Além da Mata de Tabuleiro existem na reserva áreas de mata ciliar, alagado, mussununga, brejo e campos nativos, que fazem o local explodir em biodiversidade.

Trecho de encontro de Campo Nativo e Restinga

Bom, mas como nosso foco é fotografia e aves, vamos direto ao ponto: a reserva torna-se uma incógnita surpreendente quando o assunto é avifauna, nela podemos encontrar aves tipicamente amazônicas como o vira-folha-pardo e o surucuá-de-coleira, bem como aves ameaçadas de extinção como o anambé-de-asa-branca, o sabiá-pimenta, o mutum-de-bico-vermelho, entre outras.

Sabiá-pimenta (Carpornis melanocephala)

Surucuá-de-coleira (Trogon collaris)

Anambé-de-asa-branca fêmea (Xipholena atropurpurea)

Mutum-de-bico-vermelho (Crax blumenbachii)

Estima-se que existam 380 espécies de aves na reserva, o que desperta o interesse da comunidade científica, bem como dos observadores, que consideram um lugar um santuário bem protegido, guarnecido por uma eficiente equipe de guardas 24 horas por dia.

Não se pode falar na Reserva Natural da Vale sem mencionar o emblemático jacu-estalo, um fantasma da mata, raramente ouvido e praticamente não visto. A região é o único abrigo da subespécie dulcis (o nome científico da espécie é Neomorphus geoffroyi)

Outras aves interessantes são os arapaçus, abundantes em toda a reserva, cabendo destaque ao arapaçu-de-garganta-amarela e ao arapaçu-de-bico-de-cunha, ambos só ocorrem nessa área dentro de toda região sudeste.

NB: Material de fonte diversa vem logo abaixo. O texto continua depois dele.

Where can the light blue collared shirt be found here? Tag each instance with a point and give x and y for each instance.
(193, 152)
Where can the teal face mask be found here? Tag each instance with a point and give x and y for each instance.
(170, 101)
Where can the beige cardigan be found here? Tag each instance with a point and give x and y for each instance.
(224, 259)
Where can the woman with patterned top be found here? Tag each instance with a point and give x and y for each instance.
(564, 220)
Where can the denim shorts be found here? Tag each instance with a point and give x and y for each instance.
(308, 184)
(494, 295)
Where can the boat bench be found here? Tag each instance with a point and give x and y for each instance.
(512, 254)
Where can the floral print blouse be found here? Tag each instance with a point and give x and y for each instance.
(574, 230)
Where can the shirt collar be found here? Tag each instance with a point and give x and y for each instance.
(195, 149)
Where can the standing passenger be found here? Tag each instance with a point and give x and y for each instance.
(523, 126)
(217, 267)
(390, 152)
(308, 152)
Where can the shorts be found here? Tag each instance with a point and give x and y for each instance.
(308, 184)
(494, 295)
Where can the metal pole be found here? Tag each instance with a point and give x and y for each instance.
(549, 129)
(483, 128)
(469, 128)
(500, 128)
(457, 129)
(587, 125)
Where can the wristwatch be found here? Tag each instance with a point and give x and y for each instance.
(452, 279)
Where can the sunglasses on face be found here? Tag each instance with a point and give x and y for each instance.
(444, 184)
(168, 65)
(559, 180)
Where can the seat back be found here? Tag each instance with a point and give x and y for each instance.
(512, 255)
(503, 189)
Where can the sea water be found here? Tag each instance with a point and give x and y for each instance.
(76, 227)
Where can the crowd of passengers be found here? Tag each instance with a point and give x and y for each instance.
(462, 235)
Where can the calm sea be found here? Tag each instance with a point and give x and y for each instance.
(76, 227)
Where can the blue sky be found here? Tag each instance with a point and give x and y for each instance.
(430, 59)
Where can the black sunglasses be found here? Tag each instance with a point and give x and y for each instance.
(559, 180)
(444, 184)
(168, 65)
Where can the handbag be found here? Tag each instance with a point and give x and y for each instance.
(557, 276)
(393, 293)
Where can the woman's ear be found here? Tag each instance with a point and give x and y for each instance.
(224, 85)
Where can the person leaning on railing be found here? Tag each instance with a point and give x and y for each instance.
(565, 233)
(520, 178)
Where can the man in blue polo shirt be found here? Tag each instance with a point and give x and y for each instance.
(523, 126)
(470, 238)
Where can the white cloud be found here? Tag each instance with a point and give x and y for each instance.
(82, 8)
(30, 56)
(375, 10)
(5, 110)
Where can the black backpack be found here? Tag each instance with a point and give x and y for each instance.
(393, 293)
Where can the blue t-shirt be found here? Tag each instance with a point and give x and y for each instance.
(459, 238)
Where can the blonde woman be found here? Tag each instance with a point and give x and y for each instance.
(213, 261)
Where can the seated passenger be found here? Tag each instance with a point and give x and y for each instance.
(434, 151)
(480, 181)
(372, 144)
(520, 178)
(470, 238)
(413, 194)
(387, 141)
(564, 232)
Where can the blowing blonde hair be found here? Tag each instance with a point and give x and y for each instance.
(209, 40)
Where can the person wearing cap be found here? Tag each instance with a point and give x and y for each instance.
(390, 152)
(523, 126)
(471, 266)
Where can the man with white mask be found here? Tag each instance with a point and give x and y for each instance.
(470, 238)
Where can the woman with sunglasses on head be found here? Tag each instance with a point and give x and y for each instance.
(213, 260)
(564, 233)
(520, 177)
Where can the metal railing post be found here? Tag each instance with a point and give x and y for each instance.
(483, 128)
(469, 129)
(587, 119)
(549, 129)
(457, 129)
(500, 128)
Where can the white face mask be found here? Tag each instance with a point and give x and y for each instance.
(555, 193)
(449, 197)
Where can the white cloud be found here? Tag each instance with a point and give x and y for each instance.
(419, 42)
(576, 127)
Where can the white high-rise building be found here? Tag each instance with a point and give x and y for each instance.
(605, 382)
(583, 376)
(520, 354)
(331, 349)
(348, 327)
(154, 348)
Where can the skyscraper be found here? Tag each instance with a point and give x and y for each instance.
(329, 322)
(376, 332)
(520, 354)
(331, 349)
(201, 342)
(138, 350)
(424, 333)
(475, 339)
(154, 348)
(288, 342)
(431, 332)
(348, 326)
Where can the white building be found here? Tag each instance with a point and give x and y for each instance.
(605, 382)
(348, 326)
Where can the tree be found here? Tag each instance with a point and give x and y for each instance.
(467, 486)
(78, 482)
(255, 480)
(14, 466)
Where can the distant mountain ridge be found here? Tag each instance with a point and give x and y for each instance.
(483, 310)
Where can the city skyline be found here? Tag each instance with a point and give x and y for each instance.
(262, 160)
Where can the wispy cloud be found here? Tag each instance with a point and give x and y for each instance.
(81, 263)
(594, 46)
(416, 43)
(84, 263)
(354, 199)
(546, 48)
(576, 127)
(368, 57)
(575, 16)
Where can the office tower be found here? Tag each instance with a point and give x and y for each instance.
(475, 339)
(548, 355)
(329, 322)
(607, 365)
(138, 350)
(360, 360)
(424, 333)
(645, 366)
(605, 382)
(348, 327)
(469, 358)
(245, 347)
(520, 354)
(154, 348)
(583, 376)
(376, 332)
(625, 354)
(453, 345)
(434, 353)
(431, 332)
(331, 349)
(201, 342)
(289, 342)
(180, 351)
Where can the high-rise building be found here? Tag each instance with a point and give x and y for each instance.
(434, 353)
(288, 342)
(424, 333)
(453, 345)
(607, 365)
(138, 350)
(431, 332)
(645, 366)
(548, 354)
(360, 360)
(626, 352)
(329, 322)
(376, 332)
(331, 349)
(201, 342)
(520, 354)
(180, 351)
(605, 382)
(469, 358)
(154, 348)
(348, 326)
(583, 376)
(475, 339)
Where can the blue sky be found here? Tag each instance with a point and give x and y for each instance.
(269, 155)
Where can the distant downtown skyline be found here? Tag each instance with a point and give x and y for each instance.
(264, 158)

São seguidores, como todos os arapaçus, de correições de formigas, pois essas fazem com que os insetos fujam desesperados, tornando-se presas fáceis para eles. Fiz um pequeno vídeo mostrando como as milhares de formigas reunidas fazem a correição na mata e o som que produzem ao se deslocar como um exército em marcha.

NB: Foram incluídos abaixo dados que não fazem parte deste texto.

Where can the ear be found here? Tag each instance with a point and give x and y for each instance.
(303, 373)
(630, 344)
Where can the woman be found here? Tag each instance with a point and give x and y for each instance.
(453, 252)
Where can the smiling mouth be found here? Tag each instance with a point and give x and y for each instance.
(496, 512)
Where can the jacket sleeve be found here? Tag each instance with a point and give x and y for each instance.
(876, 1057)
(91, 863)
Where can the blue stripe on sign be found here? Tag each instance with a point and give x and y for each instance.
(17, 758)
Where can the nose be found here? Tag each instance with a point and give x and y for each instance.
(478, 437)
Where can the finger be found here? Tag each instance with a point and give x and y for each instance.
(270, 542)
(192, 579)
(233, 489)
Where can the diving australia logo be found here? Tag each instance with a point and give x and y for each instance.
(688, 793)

http://www.youtube.com/watch?feature=player_embedded&v=RIEbmy1rjkI

Arapaçu-de-garganta-amarela (Xiphorhynchus guttatus)

Pra finalizar quero deixar registrado meu agradecimento a Ana Carolina Srbek Araujo, responsável na reserva, e a toda equipe, que sempre mostrou profissionalismo e zelo em tudo que fez.

Vale a pena conhecer! Arrume as malas e rumo à Reserva Natural da Vale!

Bom, são muitas histórias, causos e fotos, se fosse contar e mostrar tudo aqui seria um livro e não um post! rs. Quem sabe numa próxima?